LA RISPOSTA A IEZZI DI MARIO PIZZOLA
Risposta a Franco Iezzi
di Mario Pizzola
Una persona assennata e dotata di un adeguato livello di educazione non dovrebbe mai usare espressioni offensive, o peggio ingiuriose, nell’esporre le proprie argomentazioni. Né accusare altri, senza motivazione, di violenza. Tanto più se tali epiteti vengono rivolti a chi non ha mai dato del “cialtrone” a nessuno e ha fatto della nonviolenza uno dei principi fondanti di vita.
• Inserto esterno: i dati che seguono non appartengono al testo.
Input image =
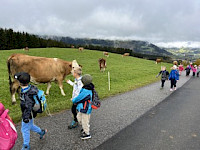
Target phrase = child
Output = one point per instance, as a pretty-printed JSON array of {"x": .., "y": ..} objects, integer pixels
[
  {"x": 194, "y": 70},
  {"x": 180, "y": 68},
  {"x": 164, "y": 75},
  {"x": 173, "y": 76},
  {"x": 27, "y": 103},
  {"x": 77, "y": 85},
  {"x": 187, "y": 69},
  {"x": 198, "y": 70},
  {"x": 83, "y": 101}
]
Non si comprende come e perché il signor Iezzi, dopo 14 anni, tiri fuori una vicenda che, per la verità, ricordo vagamente. Mostri le prove in base alle quali il fallimento del progetto di cui parla sarebbe attribuibile alla mia responsabilità e ne discutiamo tranquillamente, come si dovrebbe fare tra persone civili. L’ex direttore del Nucleo Industriale mi ritiene addirittura responsabile dello “stato di crisi profonda che stiamo vivendo”. Sono ansioso di conoscere su quali capi di accusa si basa una affermazione così fantasiosa.




Mi chiedo se Pizzola c’è o ci fa.
Lamenta il fatto che si tratta di un argomento di 14 anni fa, se legge bene trova giustificazione dal motivo che in questi giorni la stessa struttura che doveva nascere a Sulmona ( si tratta di opere complesse che richiedono molti anni) è stata inaugurata nei giorni scorsi altrove.
Ha certato ancora di minimizzare dicendo che non ricorda ( ricorda che disse che aveva contatti per realizzare lì una struttura di Protezione Civile?).
Ci sono mille modi per essere violenti, si può dichiarare di non esserlo ma esserlo nei modi, dando informazioni false, prefigurando eventi catastrofici, sfruttare la buona fede della gente semplice facendo terrorismo psicologico, etc.
Ho scritto e lo farò : indicherò altri fatti che provano quanto affermo
“Scontro tra Titani”,
vi conosco da una vita,
avete entrambi meriti e titoli,per essere considerati ancora fautori di buone e lodevoli iniziative per la nostra Valle Peligna.
Non c’e’ bisogno di nessun colpo di spugna,per cancellare tutto cio’ che e’ stato creato decenni e decenni or sono,anche con il contributo ed il ruolo Politico ed Amministrativo avuto dal Dottor Iezzi e/o dei “suggerimenti” dati anche da Mario,attraverso le sue tante lodevoli iniziative,oramai la situazione e’ quasi irrimediabilmente compromessa per lo sviluppo della nostra Valle Peligna ,della Valle Subequana,della Valle del Sagittario e dell’Alto Sangro e non so cosa immaginare e/o suggerire per poterne venire fuori.
LAVORIAMO TUTTI UNITI,
quando lo si era,son sempre arrivate buone cose per tutti noi.